The Donegal cottage that was the setting for Brian Friel’s Dancing at Lughnasa is to be preserved and will form eventually the centrepiece of a planned Brian Friel Centre, in honour of the playwright who died last year.
The cottage has been bought by Joe Mulholland, the former RTÉ executive and director of the MacGill Summer School, working with Francis Brennan, a Glenties estate agent and long-time admirer of Friel’s work.
The Irish Times reports that ownership of the property is to be vested in a Brian Friel Trust which Mulholland is setting up and on which both men will sit.
The other members are RTÉ chairwoman Moya Doherty; Orlaith McBride, director of the Arts Council; Noel Pearson, theatre and film producer; Tom Kilroy, playwright; Mary Finan, public relations executive and Gate Theatre board member, Joe Dowling, theatre director; Michael McDowell, barrister and former politician, Séamus Neely, chief executive of Donegal County Council; and Mary Friel Bateman, one of Brian Friel’s daughters.
Funds to buy the property (for a five-figure sum) were provided by a donor who wishes to remain anonymous.

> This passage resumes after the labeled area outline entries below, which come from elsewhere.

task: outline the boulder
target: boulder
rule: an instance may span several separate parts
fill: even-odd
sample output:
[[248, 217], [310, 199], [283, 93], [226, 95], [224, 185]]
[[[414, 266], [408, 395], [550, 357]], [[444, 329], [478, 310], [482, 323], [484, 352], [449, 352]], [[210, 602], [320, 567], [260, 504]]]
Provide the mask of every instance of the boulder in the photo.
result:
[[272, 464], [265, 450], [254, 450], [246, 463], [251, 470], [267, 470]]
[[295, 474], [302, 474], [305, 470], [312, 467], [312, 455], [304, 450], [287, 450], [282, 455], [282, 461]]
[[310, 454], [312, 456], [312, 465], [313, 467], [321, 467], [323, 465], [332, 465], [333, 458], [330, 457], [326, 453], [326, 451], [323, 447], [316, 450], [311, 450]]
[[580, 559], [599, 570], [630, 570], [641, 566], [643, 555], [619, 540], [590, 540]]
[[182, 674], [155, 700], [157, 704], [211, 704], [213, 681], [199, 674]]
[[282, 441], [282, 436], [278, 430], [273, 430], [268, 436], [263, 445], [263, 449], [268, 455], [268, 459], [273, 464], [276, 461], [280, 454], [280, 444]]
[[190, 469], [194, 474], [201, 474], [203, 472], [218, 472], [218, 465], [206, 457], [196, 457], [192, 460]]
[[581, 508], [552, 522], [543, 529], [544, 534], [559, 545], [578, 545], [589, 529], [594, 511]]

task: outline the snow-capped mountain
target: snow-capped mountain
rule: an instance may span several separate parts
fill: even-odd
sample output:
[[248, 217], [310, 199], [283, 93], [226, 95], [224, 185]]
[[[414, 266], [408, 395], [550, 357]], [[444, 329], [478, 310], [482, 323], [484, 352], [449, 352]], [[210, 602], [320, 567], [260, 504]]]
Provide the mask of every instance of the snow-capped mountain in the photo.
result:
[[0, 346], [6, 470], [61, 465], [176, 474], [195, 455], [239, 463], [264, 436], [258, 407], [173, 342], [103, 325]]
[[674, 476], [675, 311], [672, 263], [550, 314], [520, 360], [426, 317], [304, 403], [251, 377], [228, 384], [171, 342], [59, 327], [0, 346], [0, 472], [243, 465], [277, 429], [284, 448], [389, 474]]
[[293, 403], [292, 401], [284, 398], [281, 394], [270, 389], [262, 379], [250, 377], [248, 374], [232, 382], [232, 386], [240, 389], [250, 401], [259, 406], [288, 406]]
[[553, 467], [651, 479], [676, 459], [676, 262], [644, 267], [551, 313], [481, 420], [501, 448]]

The cottage was the home of Brian Friel’s grandfather, Barney McLoone, and his wife Sarah. It was originally railway property and Barney worked at the nearby station in Glenties.
The couple had 10 children, including five girls, one of whom, Chris, married Paddy Friel. They were the playwright’s parents.
The five McLoone sisters were immortalised by Brian Friel in Dancing at Lughnasa as the Mundy sisters of fictional village, Ballybeg.